An assembly program is usually divided into sections. Each section has its use: .text
is for writing
instructions, .data
is for declaring global variables.
An assembly program can be divided into multiple files. One of them should contain the _start
label. It is
the entry point, it marks the first instruction to be executed. This label should be declared global
.
global _start
section .data
msg db 'Hello World!', 0Ah ; assign msg variable with your message string
section .text
_start:
mov edx, 13 ; number of bytes to write - one for each letter plus 0Ah (line feed character)
mov ecx, msg ; move the memory address of our message string into ecx
mov ebx, 1 ; write to the STDOUT file
mov eax, 4 ; invoke SYS_WRITE (kernel opcode 4)
int 80h
mov ebx, 0 ; return 0 status on exit - 'No Errors'
mov eax, 1 ; invoke SYS_EXIT (kernel opcode 1)
int 80h
Comments start with a semicolon.
section
, global
, and db
are directives.
mov
and int
are instructions.
Save the code above as helloworld.asm.
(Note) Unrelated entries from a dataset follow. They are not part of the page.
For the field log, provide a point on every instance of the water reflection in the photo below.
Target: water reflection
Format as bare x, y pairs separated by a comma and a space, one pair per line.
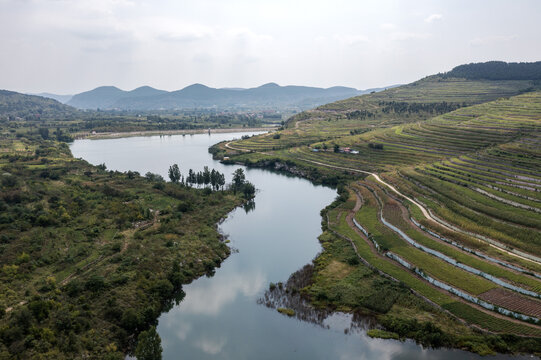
219, 317
288, 296
210, 297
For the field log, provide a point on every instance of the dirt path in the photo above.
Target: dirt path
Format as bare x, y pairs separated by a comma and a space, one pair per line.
426, 213
349, 219
108, 135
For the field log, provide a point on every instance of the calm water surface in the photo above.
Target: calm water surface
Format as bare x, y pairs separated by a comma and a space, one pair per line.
220, 317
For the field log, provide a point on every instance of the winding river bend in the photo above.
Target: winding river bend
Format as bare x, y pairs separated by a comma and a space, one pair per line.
220, 317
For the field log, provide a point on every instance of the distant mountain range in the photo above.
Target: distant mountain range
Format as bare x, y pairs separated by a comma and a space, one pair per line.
268, 96
60, 98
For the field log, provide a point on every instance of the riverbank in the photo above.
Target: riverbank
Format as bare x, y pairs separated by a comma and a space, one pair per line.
92, 257
116, 135
340, 280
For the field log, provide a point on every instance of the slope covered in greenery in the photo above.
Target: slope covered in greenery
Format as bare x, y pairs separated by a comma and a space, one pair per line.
89, 257
452, 208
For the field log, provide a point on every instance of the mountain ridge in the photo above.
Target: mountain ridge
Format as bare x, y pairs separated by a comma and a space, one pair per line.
266, 96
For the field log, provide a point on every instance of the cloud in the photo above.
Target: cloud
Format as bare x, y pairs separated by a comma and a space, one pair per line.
433, 17
182, 330
406, 36
351, 39
210, 346
387, 26
489, 40
208, 298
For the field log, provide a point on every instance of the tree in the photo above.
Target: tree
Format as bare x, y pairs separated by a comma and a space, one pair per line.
191, 178
248, 189
44, 132
238, 179
149, 345
174, 173
206, 175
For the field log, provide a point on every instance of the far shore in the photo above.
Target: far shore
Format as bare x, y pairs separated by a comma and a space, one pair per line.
111, 135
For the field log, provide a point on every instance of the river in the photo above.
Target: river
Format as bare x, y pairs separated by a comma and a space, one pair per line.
220, 317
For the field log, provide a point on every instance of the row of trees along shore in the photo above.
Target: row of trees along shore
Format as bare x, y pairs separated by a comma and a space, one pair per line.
208, 179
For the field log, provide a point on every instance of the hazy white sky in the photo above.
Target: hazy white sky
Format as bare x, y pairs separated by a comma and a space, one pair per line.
69, 46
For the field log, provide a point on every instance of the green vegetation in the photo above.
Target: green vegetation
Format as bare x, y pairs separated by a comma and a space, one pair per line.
286, 311
90, 257
465, 145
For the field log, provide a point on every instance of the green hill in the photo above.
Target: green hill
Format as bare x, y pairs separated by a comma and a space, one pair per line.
441, 174
30, 107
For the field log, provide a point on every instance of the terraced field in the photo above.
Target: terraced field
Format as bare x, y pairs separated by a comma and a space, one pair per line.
463, 227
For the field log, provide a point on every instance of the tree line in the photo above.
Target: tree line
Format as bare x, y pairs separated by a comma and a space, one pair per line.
209, 179
497, 70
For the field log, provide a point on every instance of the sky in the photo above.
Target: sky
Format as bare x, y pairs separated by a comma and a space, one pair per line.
70, 46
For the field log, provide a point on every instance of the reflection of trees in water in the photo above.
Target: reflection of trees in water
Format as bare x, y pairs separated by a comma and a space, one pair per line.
288, 296
249, 206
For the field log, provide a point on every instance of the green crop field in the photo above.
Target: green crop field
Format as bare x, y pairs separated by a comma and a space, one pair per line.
469, 152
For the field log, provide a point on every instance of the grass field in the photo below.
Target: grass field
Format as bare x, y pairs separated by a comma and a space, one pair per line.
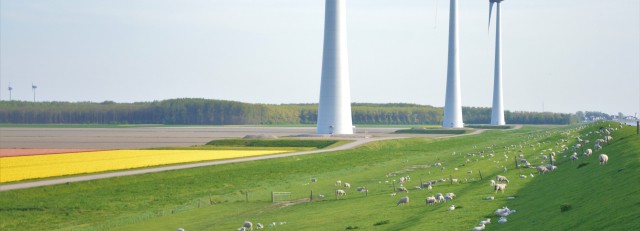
593, 197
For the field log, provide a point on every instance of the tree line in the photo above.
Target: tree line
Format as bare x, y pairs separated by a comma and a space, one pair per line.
223, 112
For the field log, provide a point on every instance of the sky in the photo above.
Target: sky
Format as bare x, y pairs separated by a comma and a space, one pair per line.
560, 56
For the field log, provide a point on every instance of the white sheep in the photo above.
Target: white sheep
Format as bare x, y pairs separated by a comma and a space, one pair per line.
573, 157
478, 228
485, 221
248, 225
430, 200
403, 200
588, 152
403, 189
500, 178
603, 158
499, 187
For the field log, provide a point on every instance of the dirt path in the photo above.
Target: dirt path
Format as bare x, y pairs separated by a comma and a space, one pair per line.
356, 143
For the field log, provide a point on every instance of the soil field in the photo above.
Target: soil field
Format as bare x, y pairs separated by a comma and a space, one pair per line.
149, 137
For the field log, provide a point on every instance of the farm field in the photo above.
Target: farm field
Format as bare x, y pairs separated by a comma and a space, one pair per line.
41, 166
222, 197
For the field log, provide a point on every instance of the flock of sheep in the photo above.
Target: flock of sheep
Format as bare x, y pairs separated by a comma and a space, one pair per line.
547, 160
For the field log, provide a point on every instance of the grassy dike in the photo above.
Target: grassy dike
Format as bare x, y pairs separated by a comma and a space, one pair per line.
598, 196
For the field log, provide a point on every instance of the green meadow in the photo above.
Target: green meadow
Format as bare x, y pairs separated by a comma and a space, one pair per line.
579, 195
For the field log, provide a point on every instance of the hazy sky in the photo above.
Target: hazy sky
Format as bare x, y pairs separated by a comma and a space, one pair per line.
567, 55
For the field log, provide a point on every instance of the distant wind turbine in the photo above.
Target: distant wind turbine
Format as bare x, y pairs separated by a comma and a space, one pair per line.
10, 89
497, 112
33, 87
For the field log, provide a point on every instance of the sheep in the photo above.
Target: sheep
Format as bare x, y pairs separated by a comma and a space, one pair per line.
248, 225
573, 157
603, 159
597, 147
503, 212
478, 228
500, 178
449, 196
430, 200
485, 221
403, 189
403, 200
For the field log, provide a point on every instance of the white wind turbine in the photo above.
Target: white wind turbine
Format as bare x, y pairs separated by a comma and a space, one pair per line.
497, 112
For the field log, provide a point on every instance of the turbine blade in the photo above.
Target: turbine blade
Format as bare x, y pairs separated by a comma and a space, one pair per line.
490, 9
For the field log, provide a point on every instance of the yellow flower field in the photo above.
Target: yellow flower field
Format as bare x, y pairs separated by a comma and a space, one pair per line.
40, 166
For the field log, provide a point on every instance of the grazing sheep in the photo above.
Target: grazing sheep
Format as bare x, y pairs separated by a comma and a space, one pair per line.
500, 178
248, 225
503, 212
597, 147
449, 196
588, 152
478, 228
603, 159
485, 221
403, 200
499, 187
573, 157
430, 200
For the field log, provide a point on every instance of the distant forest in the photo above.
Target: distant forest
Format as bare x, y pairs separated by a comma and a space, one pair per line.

To compile and execute the assembly program, use the following commands
nasm -f elf32 helloworld.asm
ld -m elf_i386 helloworld.o -o helloworld
./helloworld
The option -f
of the NASM command is for specifying the output file format. elf32
is output format for 32-bit linux object file.
The option -m
of the ld command is for specifying machine architecture.